Not-So-Quick NFL Quick Takes

    The NFL has never seen three teams at 11-1 or better after the first 12 games of the same regular season----------until this year. The Steelers, Eagles and Pats are those three teams.

    Offense is pretty and defense wins. Best to have both, but lots of teams don’t. Peyton Manning is ripping the league apart, and Indy is leading the AFC in offensive yardage, but they’re dead last in the AFC in defensive yardage. That would explain why they’re 9-3, and not one of those three elite teams.

    KC is right there with Indy. Second in the AFC in offensive yards, and second from the bottom in the AFC in defensive yards. They’re having a very forgettable 4-8 season.

    In the NFC, same story. Minnesota, Green Bay and St. Louis all super offensively in terms of yardage, and leading the NFC. But all three are defensive laggards. Only New Orleans is worse than those three teams defensively.

    The most sought-after college QB, Peyton’s kid brother, manipulated the draft so that he wouldn’t have to play for San Diego and so that he would play for the Giants. Eli’s QB rating with the feeble 5-7 Giants is a joke thus far, with no end in sight. All this while the Chargers are 9-3 and winning the AFC West behind the     brilliant quarterbacking of Drew Brees. There is justice!

    S.D. has to figure out a way to keep Brees and trade rookie QB Rivers in the off-season if the latter’s signing bonus doesn’t impact their salary cap. Half the teams in the NFL will give top draft picks to the Chargers for Rivers, just like the Giants gave them along with Rivers for Manning.

    Still on the subject of QB’s, another rookie is playing like a vet. Big Ben is at the helm of the team that is in the position of controlling its own destiny for home-field advantage throughout the AFC playoffs. Were it to end today, Pittsburgh’s win over N.E.     earlier would put them there.

    There is a Jones in Dallas more important to that franchise than its owner. The rookie running back is a stud. Speaking of studs, former Cowboy Emmitt Smith is still one this season in Phoenix, on his way to Canton.

Story of the Week

THE WEAKENED SPORT OF BASEBALL

    The feature story this week was going to be "the Immaculate Reception." I put it on hold until February so that I could address a current subject today. Opinions are like rear ends; everybody has one. And I certainly have an opinion about baseball’s steroid problem and the implications presented.

    Ok, so now we know, by his own admission, that Jason Giambi is a fraud of steroidal magnitude. He reversed his testimony of last year before a federal grand jury, and finally admitted to having used steroids for at least three seasons, 2001 through 2003, having obtained the performance-enhancing drugs from Barry Bonds’ personal trainer, Greg Anderson, one of four men indicted by the grand jury investigating BALCO. Gee whiz, I’m shocked! So what and when will we find out all there is to find out about Bonds, Mark McGuire, Sammy Sosa, Gary Sheffield, etc and more etc?

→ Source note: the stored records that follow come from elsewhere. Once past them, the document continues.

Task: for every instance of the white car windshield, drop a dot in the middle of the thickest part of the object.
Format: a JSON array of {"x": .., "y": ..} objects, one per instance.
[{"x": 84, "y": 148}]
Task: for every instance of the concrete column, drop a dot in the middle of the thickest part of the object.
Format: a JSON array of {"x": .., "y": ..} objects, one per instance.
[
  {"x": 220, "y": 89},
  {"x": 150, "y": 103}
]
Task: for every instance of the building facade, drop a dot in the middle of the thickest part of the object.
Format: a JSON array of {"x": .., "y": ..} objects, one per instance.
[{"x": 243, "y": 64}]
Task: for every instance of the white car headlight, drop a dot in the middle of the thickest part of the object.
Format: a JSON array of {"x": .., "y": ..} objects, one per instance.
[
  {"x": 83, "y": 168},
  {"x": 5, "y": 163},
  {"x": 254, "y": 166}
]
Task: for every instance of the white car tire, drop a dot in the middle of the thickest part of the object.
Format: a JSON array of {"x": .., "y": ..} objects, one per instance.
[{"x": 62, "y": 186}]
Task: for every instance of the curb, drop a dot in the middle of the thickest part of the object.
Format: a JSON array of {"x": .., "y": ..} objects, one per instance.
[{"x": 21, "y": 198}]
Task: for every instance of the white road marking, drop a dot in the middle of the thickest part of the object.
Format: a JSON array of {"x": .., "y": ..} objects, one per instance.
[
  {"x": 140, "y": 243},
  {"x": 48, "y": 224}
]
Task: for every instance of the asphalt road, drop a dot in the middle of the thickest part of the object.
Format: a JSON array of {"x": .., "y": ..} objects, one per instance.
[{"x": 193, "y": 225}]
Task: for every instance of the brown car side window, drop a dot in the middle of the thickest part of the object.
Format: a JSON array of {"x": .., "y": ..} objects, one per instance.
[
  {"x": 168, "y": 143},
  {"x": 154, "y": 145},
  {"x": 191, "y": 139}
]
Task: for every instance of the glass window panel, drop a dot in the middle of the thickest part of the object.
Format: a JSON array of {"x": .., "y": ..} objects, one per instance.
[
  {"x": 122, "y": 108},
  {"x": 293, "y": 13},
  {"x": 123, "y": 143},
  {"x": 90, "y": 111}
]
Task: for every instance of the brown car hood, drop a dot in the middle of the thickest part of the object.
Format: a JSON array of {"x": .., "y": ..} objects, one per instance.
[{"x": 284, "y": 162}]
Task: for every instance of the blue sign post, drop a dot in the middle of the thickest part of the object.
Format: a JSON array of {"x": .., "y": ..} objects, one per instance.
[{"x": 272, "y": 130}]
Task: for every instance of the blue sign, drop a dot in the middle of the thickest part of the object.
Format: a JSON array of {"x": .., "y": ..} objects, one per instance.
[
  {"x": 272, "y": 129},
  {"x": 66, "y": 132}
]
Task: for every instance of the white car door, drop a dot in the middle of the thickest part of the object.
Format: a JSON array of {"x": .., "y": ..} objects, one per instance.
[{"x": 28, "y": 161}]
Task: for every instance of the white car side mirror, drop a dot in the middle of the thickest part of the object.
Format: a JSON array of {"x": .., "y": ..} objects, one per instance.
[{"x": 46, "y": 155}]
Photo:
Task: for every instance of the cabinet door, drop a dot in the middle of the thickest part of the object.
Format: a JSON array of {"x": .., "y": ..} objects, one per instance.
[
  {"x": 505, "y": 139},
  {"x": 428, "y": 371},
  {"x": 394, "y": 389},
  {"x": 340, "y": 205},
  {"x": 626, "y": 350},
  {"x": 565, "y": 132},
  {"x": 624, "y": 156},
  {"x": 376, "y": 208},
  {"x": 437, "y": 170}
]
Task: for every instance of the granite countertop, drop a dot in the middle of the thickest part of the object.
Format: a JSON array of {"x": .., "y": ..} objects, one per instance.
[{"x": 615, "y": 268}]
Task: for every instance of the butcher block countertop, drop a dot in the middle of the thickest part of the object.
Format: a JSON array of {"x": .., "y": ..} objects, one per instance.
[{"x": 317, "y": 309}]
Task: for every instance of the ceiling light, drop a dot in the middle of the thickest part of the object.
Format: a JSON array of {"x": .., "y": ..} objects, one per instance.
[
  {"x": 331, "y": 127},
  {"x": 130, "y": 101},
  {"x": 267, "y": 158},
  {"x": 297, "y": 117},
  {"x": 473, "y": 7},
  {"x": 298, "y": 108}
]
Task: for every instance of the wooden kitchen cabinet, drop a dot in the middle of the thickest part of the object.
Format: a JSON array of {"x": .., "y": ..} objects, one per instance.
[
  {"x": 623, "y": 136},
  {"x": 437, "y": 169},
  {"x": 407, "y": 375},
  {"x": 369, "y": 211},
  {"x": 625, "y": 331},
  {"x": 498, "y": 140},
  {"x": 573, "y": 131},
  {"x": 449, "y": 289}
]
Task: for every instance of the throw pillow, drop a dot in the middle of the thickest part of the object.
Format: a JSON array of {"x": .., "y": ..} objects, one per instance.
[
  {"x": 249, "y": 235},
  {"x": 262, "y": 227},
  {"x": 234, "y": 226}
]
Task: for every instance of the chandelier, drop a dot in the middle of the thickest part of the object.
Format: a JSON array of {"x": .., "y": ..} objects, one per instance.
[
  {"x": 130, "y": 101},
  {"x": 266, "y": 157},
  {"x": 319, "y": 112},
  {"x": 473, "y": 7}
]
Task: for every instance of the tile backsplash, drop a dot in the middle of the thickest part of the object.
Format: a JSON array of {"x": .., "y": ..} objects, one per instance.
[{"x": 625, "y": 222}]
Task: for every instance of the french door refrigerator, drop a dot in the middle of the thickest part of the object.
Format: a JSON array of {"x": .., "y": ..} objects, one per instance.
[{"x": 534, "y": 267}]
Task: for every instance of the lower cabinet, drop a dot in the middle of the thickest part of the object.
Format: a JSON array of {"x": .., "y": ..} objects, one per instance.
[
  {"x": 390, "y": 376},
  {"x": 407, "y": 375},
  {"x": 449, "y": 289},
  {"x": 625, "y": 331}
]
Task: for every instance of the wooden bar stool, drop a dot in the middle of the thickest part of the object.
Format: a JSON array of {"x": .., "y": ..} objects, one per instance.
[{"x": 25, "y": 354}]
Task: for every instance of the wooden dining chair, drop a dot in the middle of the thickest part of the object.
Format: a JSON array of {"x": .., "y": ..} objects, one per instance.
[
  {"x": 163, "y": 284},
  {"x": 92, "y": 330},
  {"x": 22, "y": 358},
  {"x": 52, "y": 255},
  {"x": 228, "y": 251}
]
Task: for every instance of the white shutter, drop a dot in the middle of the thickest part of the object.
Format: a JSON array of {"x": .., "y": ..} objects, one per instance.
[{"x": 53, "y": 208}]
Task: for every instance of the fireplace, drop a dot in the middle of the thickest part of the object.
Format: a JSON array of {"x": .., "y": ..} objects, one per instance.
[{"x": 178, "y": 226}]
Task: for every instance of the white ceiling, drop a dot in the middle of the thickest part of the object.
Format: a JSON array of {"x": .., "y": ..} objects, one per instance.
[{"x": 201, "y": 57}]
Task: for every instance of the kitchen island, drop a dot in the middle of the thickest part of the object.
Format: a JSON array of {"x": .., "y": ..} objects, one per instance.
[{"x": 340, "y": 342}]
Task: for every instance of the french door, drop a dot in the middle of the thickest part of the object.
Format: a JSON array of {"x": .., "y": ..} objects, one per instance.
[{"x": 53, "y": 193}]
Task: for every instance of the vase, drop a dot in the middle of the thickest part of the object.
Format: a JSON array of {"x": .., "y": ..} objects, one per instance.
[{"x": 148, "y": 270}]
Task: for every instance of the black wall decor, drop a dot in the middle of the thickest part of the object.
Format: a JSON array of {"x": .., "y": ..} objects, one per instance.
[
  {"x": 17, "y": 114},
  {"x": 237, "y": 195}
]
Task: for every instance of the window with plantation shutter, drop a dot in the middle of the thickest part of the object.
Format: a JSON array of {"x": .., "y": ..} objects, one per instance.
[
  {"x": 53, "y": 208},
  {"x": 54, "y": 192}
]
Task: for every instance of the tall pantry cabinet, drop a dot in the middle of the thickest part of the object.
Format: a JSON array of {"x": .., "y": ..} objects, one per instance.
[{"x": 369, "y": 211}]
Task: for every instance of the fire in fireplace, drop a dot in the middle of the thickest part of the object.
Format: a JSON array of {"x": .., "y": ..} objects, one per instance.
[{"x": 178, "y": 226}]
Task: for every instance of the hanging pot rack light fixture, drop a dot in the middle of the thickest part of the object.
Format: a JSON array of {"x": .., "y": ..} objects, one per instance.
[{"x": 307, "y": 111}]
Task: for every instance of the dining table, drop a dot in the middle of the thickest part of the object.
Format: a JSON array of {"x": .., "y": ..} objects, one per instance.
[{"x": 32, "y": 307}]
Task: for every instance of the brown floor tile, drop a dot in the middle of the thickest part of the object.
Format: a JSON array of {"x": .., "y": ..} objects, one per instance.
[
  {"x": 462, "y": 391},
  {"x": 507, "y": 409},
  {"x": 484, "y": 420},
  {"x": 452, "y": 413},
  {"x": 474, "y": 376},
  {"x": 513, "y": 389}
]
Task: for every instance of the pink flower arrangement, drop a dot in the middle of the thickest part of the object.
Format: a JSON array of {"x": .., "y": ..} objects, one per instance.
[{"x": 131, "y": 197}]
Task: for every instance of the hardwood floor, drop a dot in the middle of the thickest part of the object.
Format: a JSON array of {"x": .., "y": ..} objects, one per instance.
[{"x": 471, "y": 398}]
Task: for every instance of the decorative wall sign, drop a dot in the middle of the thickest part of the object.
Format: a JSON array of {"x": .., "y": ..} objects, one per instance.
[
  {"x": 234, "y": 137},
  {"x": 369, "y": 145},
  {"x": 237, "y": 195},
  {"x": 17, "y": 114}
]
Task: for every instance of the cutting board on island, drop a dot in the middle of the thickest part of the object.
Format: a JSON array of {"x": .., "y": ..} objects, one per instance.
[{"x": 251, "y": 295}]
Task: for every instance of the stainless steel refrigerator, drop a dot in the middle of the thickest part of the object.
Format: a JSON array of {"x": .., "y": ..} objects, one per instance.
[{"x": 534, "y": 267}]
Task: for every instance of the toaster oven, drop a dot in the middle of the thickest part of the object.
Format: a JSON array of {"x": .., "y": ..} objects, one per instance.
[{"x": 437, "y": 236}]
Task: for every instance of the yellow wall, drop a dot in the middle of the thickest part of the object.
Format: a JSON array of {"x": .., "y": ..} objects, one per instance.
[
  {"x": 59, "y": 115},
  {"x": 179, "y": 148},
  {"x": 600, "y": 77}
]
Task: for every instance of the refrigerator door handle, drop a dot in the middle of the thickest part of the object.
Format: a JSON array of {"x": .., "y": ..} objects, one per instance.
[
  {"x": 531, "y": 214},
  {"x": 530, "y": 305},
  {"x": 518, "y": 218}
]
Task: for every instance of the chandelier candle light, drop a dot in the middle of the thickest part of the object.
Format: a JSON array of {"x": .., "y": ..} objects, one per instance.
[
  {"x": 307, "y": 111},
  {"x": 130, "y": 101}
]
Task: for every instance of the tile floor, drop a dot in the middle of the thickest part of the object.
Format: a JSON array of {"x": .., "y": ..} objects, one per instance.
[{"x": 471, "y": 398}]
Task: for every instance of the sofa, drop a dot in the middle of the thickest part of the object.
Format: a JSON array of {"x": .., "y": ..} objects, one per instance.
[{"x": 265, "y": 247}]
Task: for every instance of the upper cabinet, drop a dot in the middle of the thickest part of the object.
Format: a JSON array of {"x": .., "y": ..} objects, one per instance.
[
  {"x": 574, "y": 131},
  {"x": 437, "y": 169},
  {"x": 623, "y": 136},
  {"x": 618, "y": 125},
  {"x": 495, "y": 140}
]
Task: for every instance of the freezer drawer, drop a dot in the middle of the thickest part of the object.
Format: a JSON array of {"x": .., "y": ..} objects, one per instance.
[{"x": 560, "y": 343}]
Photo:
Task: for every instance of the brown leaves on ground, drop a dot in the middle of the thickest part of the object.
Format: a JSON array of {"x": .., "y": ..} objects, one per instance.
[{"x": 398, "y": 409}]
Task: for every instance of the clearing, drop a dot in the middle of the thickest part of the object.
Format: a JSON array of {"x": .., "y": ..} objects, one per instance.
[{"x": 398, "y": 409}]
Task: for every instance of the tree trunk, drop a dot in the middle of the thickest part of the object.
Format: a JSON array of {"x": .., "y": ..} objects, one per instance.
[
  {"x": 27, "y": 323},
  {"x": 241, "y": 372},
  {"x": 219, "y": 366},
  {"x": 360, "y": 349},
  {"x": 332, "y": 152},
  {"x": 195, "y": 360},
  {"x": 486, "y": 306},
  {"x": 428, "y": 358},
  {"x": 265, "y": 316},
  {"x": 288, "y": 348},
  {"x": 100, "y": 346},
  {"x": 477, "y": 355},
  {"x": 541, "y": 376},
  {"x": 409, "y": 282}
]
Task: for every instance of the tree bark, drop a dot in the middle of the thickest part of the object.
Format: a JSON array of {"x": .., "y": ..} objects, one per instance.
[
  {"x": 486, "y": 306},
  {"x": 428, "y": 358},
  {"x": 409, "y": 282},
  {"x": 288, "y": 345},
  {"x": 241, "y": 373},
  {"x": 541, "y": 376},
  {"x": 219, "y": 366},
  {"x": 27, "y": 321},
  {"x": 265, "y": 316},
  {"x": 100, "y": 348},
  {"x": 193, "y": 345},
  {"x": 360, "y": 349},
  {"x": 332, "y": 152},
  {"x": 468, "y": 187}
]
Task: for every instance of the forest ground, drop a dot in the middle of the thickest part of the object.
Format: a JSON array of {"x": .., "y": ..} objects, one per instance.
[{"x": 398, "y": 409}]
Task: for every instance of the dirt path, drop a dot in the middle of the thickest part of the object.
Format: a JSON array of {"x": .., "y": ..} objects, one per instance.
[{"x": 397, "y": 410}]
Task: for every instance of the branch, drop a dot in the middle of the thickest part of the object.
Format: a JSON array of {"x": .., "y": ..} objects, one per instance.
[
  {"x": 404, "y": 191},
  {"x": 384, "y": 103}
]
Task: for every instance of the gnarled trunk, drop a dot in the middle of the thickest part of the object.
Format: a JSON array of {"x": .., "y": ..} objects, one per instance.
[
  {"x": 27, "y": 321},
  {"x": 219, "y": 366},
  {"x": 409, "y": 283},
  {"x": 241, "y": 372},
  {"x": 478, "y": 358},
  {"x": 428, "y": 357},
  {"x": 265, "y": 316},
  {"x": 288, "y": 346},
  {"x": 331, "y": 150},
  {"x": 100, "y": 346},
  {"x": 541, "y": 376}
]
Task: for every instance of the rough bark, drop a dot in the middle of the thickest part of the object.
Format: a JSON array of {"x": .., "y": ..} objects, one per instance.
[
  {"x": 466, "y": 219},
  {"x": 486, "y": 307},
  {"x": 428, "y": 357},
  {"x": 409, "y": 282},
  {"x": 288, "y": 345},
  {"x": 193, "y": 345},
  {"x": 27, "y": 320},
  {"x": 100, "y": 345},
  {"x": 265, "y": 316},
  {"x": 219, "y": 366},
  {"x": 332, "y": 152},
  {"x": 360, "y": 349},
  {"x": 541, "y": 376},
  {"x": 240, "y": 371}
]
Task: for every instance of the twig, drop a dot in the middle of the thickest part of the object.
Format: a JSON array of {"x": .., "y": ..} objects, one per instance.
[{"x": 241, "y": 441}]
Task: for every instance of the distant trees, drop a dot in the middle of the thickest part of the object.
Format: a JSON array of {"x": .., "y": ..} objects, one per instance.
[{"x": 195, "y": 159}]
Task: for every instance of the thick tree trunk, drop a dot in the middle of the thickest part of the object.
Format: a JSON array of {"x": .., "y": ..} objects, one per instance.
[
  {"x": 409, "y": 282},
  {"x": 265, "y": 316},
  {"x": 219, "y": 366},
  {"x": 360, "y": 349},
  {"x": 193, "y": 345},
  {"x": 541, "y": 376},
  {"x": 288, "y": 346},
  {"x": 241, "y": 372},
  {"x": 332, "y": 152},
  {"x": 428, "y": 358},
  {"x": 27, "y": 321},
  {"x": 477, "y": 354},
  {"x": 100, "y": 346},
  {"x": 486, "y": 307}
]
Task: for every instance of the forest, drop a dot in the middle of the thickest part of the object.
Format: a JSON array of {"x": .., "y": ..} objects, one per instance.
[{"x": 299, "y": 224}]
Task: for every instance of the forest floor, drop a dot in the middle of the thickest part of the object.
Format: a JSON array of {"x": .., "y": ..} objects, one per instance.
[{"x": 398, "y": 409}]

    New info regarding Barry. Seems he took certain substances thinking they were for arthritis. He says he didn’t know they were steroids. There were a few clues:

His hat size jumped from 7¼ to 11¾ long-oval.

The 49rs. considered him at offensive tackle.

One homer he hit in San Francisco landed in Carmel.

He bench-pressed his Hummer.

    I want some of Barry’s "arthritis" medication. I don’t have arthritis, but I do have a particular body part that would be greatly enhanced by it.

    Then there’s one of my favorite comedians, Bud Selig. In answer to Giambi’s disclosure, old "BS" made a dramatic statement. He said that he will do all he can to make certain that a mandatory random year-round steroid testing policy is in effect in MLB before spring training next year. Didn’t he say the same thing a year ago?! There’s one basic problem here; Bud Selig thinks he’s the Commissioner of MLB, but in reality we know that the real Commissioner of MLB is the Players Association.

    Any record that falls as a result of performance-enhancing drugs is a farce, and makes a mockery of the sport "when it was a game" and the great players who made it so back then. I’m a baseball purist, and I find it terribly sad that the power records of Ruth and Maris and Aaron have tumbled and will continue to do so. Bonds is only 52 homers behind Aaron’s career record, and when Barry (and his arthritis medication) sets the record, I can only hope that Henry Aaron stays away from the park and doesn’t glamorize it.

    Ah, for the days when baseball’s biggest problem was George Brett’s performance-enhancing pine-tarred bat! How far baseball has gone since then, and absolutely in the wrong direction!

Last Week’s Trivia

    The first black pitcher in MLB was Dan Bankhead. Later in the same year as Jackie Robinson’s debut, 1947, he pitched for the Brooklyn Dodgers. Unfortunately, Bankhead did not become a household name.